The control of free-floating robots requires dealing with several challenges. The motion of such robots evolves on a continuous manifold described by the Special Euclidean Group of dimension 3, known as SE(3). Methods from finite horizon Linear Quadratic Regulators (LQR) control have gained recent traction in the robotics community. However, such approaches are inherently solving an unconstrained optimization problem and hence are unable to respect the manifold constraints imposed by the group structure of SE(3). This may lead to small errors, singularity problems and double cover issues depending on the choice of coordinates to model the floating base motion.
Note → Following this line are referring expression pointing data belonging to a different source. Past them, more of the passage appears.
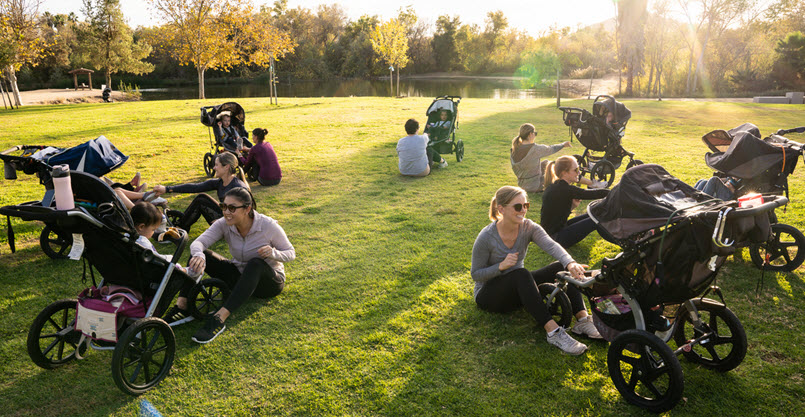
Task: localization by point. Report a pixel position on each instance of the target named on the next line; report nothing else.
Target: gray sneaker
(585, 327)
(567, 344)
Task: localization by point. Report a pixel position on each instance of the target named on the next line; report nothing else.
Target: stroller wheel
(645, 371)
(603, 170)
(722, 352)
(209, 162)
(785, 251)
(55, 243)
(207, 297)
(143, 355)
(559, 306)
(52, 338)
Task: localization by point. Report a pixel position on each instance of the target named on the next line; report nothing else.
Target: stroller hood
(645, 198)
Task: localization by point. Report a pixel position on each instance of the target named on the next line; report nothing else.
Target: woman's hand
(510, 261)
(265, 251)
(576, 270)
(197, 263)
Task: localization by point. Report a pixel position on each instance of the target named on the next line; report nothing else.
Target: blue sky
(534, 16)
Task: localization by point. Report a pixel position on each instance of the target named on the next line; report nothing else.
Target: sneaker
(176, 316)
(211, 329)
(567, 344)
(585, 327)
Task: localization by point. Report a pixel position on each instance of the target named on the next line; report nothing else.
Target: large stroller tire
(143, 355)
(207, 297)
(722, 352)
(559, 307)
(645, 371)
(784, 252)
(459, 149)
(52, 338)
(55, 243)
(209, 162)
(603, 170)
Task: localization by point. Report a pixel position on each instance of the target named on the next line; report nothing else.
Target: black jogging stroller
(442, 134)
(761, 166)
(597, 136)
(674, 241)
(122, 312)
(210, 116)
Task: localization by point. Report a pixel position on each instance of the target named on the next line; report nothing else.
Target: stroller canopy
(645, 198)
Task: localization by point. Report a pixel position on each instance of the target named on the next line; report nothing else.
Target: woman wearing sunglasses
(503, 285)
(259, 247)
(227, 176)
(560, 198)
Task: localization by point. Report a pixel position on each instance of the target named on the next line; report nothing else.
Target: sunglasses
(229, 207)
(521, 206)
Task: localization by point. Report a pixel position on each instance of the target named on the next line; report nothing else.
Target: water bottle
(63, 188)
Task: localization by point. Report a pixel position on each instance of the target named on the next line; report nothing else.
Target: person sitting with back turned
(415, 157)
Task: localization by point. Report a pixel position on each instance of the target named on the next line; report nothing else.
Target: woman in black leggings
(502, 284)
(259, 248)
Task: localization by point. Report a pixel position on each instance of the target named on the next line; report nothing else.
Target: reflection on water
(466, 88)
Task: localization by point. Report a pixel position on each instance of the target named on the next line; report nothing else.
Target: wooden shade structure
(76, 72)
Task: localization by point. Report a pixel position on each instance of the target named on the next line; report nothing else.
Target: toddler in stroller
(600, 131)
(122, 312)
(674, 241)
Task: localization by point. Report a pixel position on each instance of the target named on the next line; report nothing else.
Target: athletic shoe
(177, 315)
(585, 327)
(567, 344)
(211, 329)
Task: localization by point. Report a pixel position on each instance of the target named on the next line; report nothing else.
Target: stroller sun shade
(645, 198)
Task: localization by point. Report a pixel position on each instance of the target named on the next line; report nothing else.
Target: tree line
(665, 47)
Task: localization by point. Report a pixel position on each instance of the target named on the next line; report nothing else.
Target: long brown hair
(553, 169)
(503, 196)
(525, 130)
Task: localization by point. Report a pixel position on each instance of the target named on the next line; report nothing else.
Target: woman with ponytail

In this paper, we propose the use of canonical exponential coordinates of SE(3) and the associated Exponential map along with its differentials to embed this structure in the theory of finite horizon LQR controllers.

翻译：自由漂浮机器人的控制需要应对多项挑战。其运动定义在由三维特殊欧氏群（Special Euclidean Group，简称SE(3))描述的连续流形上。有限时域线性二次型调节器（Linear Quadratic Regulators，LQR）控制方法近年来在机器人学界备受关注。然而，此类方法本质上是求解无约束优化问题，因此无法满足SE(3)群结构施加的流形约束。根据漂浮基座运动建模时采用的坐标系选择，这可能导致微小误差、奇异性问题以及双重覆盖难题。本文提出采用SE(3)的典型指数坐标及其伴随的指数映射及其微分，将该结构嵌入有限时域LQR控制器理论中。